Transitus Oblates are to establish their marriages and families in the order instituted by God, while recalling Our Lord's warning, “If any one comes to me without hating his father and mother, wife and children, brothers and sisters, and even his own life, he cannot be my disciple,” and “a prophet is not without honor except in his native place and in his own house.” Oblates must be convinced that the first vocation of the Christian is to follow Jesus.
Husbands are to love their wives as Christ loved the Church and gave Himself up for her, that He might sanctify her and she be holy and without blemish. Wives are to be subject to their husbands, as to the Lord, for the husband is the head of the wife as Christ is the head of the Church, His Body, and is Himself its Savior. For man was not created for woman, but woman for man. And it was not Adam who was deceived, but the woman being deceived, fell into transgression. For if the man is the head, the woman is the heart, and as he occupies the chief place in ruling, so she may and ought to claim for herself the chief place in love.
This outward expression of love in the home demands not only mutual help in life but must go further; having as its primary purpose that they help each other day by day in forming and perfecting themselves in the interior life, so that through their partnership in life they may advance ever more and more in virtue, and above all that they may grow in true love toward God and their neighbor, on which indeed depends the whole Law and the Prophets. For all men of every condition, in whatever honorable walk of life they may be, can and ought to imitate that most perfect example of holiness placed before man by God, namely Christ Our Lord, and by God's grace to arrive at the summit of perfection, as is proved by the example set us of many saints. This mutual molding of husband and wife, this determined effort to perfect each other, can in a very real sense, as the Roman Catechism teaches, be said to be the chief reason and purpose of matrimony, provided matrimony be looked at not in the restricted sense as instituted for the proper conception and education of the child, but more widely as the blending of life as a whole and the mutual interchange and sharing thereof.
Nevertheless, husbands and wives are to keep in mind the primary end of marriage is the procreation of children and, as first heralds of the Gospel, their education in the Christian Faith. Therefore no obstacle should be put between each other or themselves and God. Children are a gift from God, a reward, and they are to honor and obey their parents in the Lord. Parents should be careful to be humble and pious examples to their children with fidelity to the Christian Faith and to the Church with charity to God and neighbor.
Oblates should joyfully accompany their children on their human and spiritual journey by providing a simple and open Christian education and being attentive to the vocation of each child, forming their children to be properly prepared for the duties, discipline, and heroic virtue necessary for their future station in life whether it be the Ministerial Priesthood, Consecrated Religious Life, or Holy Matrimony. In doing so, Oblates not only serve the Church of today, but the Church of tomorrow.
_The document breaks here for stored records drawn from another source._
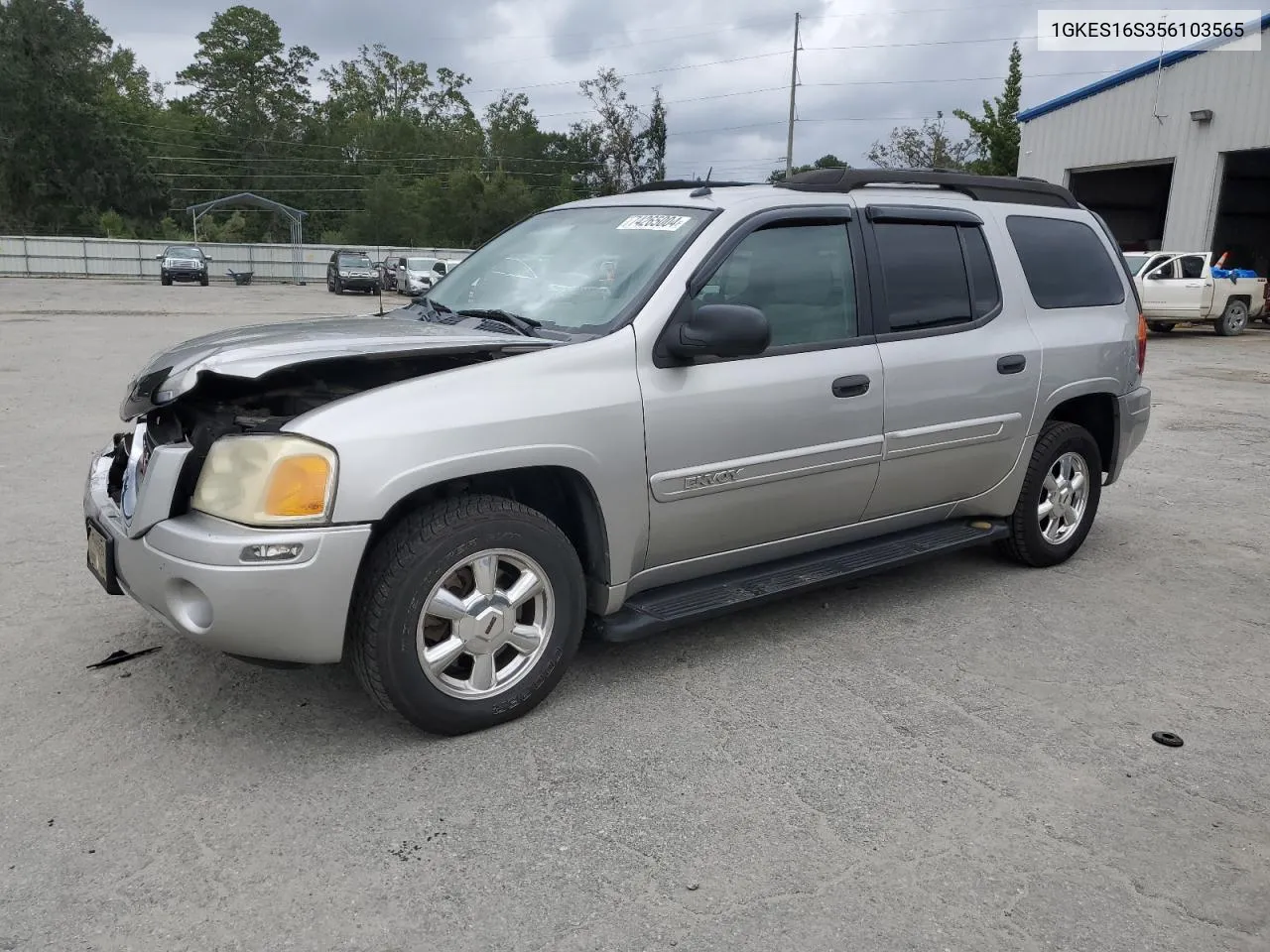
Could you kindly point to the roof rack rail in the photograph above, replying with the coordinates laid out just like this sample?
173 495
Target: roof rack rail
668 184
982 188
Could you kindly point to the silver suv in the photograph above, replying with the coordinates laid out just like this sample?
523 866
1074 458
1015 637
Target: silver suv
625 414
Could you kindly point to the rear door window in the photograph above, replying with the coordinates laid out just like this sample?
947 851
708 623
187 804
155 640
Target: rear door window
935 275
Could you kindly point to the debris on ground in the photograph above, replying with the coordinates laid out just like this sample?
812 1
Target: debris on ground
121 656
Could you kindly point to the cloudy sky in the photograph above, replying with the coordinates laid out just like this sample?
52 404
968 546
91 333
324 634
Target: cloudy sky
865 66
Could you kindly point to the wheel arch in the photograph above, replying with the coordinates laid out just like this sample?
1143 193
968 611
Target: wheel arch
1097 412
561 493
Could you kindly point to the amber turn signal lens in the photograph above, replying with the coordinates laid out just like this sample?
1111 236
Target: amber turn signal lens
298 486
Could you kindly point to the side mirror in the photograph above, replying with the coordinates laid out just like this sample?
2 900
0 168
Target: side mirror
720 330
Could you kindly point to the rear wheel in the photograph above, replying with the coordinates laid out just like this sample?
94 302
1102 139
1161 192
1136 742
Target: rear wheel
466 615
1233 320
1060 498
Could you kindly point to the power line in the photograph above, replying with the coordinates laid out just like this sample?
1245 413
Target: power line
924 42
667 33
953 79
781 122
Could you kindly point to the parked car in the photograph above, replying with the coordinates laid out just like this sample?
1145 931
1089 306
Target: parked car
183 263
1179 287
418 275
350 270
393 266
447 495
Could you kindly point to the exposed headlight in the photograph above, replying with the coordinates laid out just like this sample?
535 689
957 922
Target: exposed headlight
267 480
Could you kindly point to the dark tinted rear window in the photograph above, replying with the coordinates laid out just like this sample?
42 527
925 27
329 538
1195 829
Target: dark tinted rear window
1065 263
983 277
925 276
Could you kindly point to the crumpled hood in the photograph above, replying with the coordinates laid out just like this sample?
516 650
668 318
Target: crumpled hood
255 350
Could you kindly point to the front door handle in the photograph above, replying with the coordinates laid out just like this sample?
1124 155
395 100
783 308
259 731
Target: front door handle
851 386
1014 363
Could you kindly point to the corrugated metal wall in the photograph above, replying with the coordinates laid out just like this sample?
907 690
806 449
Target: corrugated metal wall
1119 127
117 258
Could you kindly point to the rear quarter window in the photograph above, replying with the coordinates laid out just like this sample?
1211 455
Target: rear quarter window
1065 263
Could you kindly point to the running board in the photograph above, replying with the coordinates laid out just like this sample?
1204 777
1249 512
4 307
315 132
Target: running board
701 599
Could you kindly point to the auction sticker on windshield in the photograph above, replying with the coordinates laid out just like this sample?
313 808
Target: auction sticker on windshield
654 222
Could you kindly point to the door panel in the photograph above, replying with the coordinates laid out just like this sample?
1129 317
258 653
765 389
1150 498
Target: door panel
953 421
1155 298
1184 294
961 365
751 451
744 452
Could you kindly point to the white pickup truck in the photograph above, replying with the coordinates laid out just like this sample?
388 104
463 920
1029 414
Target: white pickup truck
1178 287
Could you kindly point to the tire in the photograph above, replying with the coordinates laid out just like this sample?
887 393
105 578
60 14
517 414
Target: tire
412 561
1233 320
1026 542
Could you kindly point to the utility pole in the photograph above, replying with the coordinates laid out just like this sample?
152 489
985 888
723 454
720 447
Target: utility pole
789 143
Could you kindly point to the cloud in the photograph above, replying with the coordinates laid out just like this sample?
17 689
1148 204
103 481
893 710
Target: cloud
865 66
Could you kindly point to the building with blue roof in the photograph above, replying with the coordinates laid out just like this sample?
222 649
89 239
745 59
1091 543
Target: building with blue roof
1174 153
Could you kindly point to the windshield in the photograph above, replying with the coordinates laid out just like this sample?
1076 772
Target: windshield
571 270
1135 262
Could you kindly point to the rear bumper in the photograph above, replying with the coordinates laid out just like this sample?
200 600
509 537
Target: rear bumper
1133 416
190 572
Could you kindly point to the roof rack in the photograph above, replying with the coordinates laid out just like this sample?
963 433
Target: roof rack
668 184
982 188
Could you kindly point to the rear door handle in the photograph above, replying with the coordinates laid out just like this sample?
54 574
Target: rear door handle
851 386
1014 363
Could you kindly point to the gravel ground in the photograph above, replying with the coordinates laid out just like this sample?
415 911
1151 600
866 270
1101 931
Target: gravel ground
953 757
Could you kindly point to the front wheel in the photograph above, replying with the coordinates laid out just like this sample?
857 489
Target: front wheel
466 615
1060 498
1233 320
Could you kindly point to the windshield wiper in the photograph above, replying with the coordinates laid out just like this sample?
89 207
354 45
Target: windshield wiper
526 325
432 309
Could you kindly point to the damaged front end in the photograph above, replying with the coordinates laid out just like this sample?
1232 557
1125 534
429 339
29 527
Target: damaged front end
180 412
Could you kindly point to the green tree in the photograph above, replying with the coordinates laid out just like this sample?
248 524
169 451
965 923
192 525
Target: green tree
245 77
926 148
629 148
825 162
996 134
66 98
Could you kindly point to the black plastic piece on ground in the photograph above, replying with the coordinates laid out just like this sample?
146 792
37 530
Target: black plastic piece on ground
651 612
268 662
121 656
983 188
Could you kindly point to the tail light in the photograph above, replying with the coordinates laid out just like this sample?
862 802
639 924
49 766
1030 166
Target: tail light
1142 341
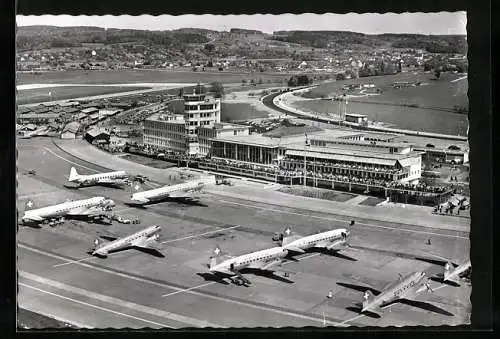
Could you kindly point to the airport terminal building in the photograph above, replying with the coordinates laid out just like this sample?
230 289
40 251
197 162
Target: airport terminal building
334 154
179 133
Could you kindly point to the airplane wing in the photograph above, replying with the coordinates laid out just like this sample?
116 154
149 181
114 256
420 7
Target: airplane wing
34 218
144 243
142 200
295 249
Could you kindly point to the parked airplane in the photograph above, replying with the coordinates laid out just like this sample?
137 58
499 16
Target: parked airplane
453 272
403 291
143 240
329 240
230 267
109 178
183 190
87 207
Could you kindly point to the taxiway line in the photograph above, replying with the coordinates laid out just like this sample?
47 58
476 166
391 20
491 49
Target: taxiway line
92 306
74 262
56 317
69 161
199 235
338 220
120 302
188 289
198 293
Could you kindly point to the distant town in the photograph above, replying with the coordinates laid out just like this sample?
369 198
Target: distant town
342 54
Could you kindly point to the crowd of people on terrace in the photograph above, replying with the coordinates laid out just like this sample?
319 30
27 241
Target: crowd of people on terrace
287 174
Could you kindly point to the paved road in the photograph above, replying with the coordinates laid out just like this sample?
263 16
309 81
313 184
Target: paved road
169 291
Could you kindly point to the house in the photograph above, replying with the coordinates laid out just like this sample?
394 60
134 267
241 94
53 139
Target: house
70 130
97 136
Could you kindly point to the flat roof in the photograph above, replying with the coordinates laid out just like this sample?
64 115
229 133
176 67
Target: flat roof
156 117
356 153
39 115
361 142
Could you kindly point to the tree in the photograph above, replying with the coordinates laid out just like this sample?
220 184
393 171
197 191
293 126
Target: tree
217 89
209 48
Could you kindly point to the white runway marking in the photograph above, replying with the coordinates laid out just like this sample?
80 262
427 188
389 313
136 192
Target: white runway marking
188 289
74 261
199 235
118 302
464 77
333 219
144 280
94 306
69 161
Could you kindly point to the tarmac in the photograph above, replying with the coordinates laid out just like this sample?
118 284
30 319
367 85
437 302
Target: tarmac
136 290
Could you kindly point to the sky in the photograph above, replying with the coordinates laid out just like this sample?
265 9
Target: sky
369 23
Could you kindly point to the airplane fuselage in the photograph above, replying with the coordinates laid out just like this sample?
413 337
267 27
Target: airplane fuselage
167 191
63 209
457 271
396 290
330 239
127 241
101 177
254 259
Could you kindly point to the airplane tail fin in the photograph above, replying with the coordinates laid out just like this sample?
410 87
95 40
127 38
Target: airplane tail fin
216 258
367 298
448 268
73 174
288 236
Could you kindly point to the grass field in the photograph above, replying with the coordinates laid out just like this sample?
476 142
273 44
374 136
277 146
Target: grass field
240 111
30 96
439 93
137 76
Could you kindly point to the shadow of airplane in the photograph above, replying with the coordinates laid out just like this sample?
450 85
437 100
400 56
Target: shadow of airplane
332 253
266 274
358 309
108 185
213 277
414 303
359 288
180 200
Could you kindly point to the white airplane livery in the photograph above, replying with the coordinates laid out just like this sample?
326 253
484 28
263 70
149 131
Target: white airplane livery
330 240
118 177
143 239
408 286
86 207
453 272
185 189
230 266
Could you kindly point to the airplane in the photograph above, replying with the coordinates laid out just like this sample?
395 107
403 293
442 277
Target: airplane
109 178
183 190
453 272
329 240
77 208
142 241
261 261
402 291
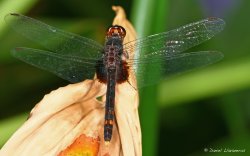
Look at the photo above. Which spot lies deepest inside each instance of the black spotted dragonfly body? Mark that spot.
(76, 58)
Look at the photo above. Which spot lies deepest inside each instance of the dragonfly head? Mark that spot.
(116, 30)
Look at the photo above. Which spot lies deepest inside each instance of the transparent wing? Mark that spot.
(166, 66)
(73, 69)
(177, 40)
(55, 40)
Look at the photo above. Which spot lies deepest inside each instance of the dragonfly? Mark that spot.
(76, 58)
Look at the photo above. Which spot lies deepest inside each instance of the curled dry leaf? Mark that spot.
(69, 120)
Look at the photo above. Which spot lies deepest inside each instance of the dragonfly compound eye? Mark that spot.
(116, 30)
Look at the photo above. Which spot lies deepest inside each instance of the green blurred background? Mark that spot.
(183, 115)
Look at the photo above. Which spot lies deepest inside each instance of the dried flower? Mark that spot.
(69, 120)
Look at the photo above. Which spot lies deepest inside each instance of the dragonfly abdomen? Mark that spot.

For the first school of priests and monks is not the seminary or the monastery, but the home.
Oblates are encouraged to choose truly Catholic schools for their children and contribute to their establishment, maintenance, and growth--a Christian education that will contribute to forming their whole being to the supernatural life, so that he or she may be submitted to the reign of Jesus Christ in the spiritual, moral, intellectual and physical spheres. Through home schooling parents provides an education for their own children, but through Catholic schools parents provides a Christian education for the whole world (Catholics and non-Catholics). However, it is sometimes beneficial or necessary for families to home school. Members are encouraged to aid their fellow Oblates and Christians with the costs of education, and they are to seek alms if necessary.
The Christian family models in a special way the “domestic church” (Ecclesia domestica) of the home, and reveals the central mystery of the Christian faith and life––the Most Holy Trinity––the communion of persons bonded through love. Husbands and wives in particular bear witness in the world to the love of Christ for His Church and the Church’s love for Christ, and their love as an indissoluble union.
By living the grace of holy matrimony, domestic life not only serves as an ordinary means of sanctifying grace for its members, but functions as an organized campaign to restore Christ to the family and the family to Christ; it rebuilds the Church––the household of faith and the family of God––by being the Church; and it forges a holy crusade to establish the Social Kingship of Christ in the world through the family, the social cell. Thus we can reform society into a Christian one by repairing the foundation of society itself––the family––making it Christian again.